Development (Part Two)

By: Manuel “Boy” Mejorada

THE years 2011-2016 saw billions of pesos in public funds poured into Iloilo City to build wider roads, beautiful river parks, street lighting and other infrastructure projects under the auspices of Senator Franklin Drilon.

The money came from the Disbursement Acceleration Program (DAP), and without a doubt, Iloilo City gobbled up a lion’s share of the pie with hardly anyone noticing how Drilon put one over the other legislators who were content with one or two hundred million pesos for their pet projects.

But the question must be asked? How much did it contribute to the overall growth and development of Iloilo City?

I must admit that the circumferential road that links the coastal road in Jaro to the Arevalo district vastly improved the mobility of many Ilonggos, including business and industry.

The widening of the Ninoy Aquino Jr. Avenue (or Diversion Road) has not lessened traffic congestion, especially in front of the SM City area.

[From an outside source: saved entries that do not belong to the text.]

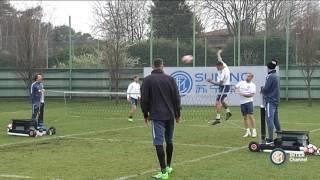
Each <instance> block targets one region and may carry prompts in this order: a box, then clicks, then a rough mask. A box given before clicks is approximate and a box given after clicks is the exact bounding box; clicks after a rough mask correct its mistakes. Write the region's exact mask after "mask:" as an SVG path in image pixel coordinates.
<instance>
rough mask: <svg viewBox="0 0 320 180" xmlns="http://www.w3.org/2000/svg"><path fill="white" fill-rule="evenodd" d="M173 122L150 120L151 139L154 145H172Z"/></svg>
mask: <svg viewBox="0 0 320 180" xmlns="http://www.w3.org/2000/svg"><path fill="white" fill-rule="evenodd" d="M174 126H175V121H174V120H152V139H153V144H154V145H163V142H164V140H165V141H166V144H172V142H173V132H174Z"/></svg>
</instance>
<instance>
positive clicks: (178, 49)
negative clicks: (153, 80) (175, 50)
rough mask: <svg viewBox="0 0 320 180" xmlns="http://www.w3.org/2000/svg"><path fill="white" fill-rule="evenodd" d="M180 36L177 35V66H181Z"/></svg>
mask: <svg viewBox="0 0 320 180" xmlns="http://www.w3.org/2000/svg"><path fill="white" fill-rule="evenodd" d="M179 56H180V55H179V37H177V67H179Z"/></svg>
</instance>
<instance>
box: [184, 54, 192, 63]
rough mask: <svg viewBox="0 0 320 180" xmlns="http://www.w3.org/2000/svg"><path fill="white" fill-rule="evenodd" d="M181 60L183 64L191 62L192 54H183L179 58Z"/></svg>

True, the visual impact of wider roads is more than enough to create the impression of rapid growth. It draws awe among visitors. Indeed, infrastructure is always a good showcase to impress visitors, including investors.

Aesthetics, however, is skin-deep.

And this is now being proven by statistics from NEDA and PSA that the economic performance of the region, with Iloilo City at its center, is slowing down.

Why is this so?

First, almost no money from DAP was put into the construction of school buildings, hospitals and training centers.

To achieve real growth, our government should invest heavily in human capital, and that includes public education, health facilities and places where people can hone their practical skills.

The infrastructure development of Iloilo City was biased towards roads and Esplanades and bridges.

Human development was largely ignored by Drilon, the author of the DAP fund releases for these infrastructure projects.

Most people don’t know this, but the latest stretches of Esplanades that were inaugurated the other week has a total price tag of P1 billion.

That amount of money could have been poured into infrastructure promoting human capital.

Right now, Iloilo City doesn’t have an LGU-run hospital that can cater to the health needs of its constituents. The existing government hospitals are bursting at their seams due to overcrowding. When Ilonggos get sick, the best they could get is lying on a folding bed on a hospital corridor.

Or how about training centers?

To be competitive, Iloilo needs highly-trained manpower, not only for call centers but also for manufacturing and IT.  It’s not enough that we are the center of education in Western Visayas. Our graduates come out of college with rough edges that need to be polished and make them competitive in the job market.

We’ve seen BPOs sprouting all over the city these last five or six years, and that is a positive indication that call center companies are finding Iloilo an excellent place to do business.

Our government could make Iloilo more appealing to BPO companies by providing razor-sharp talent for their recruiters. The availability of well-trained manpower counts as one of the core parameters for BPO companies in picking a place to operate. Iloilo could have achieved a big advantage in this area.

It’s a pity these things were ignored by Drilon when he had the power to slice huge pieces of funds for Iloilo. I guess he wanted to build monuments, and not empower Ilonggos that would assure sustainability in our growth.

This being the case, it’s not yet too late for Drilon to improve the economic growth prospects of Iloilo.

We need a special economic zone to be established in Iloilo, especially with the planned expansion of our port facilities in Loboc and Dumangas by the billionaire port operator, Enrique Razon.

Drilon can bring together the congressmen and women of the Province and City to craft the legislation and use his clout to steer it through both Houses of Congress.

Iloilo needs more than eye-pleasing projects. A special economic zone will definitely propel Iloilo, both city and province, to rapid growth.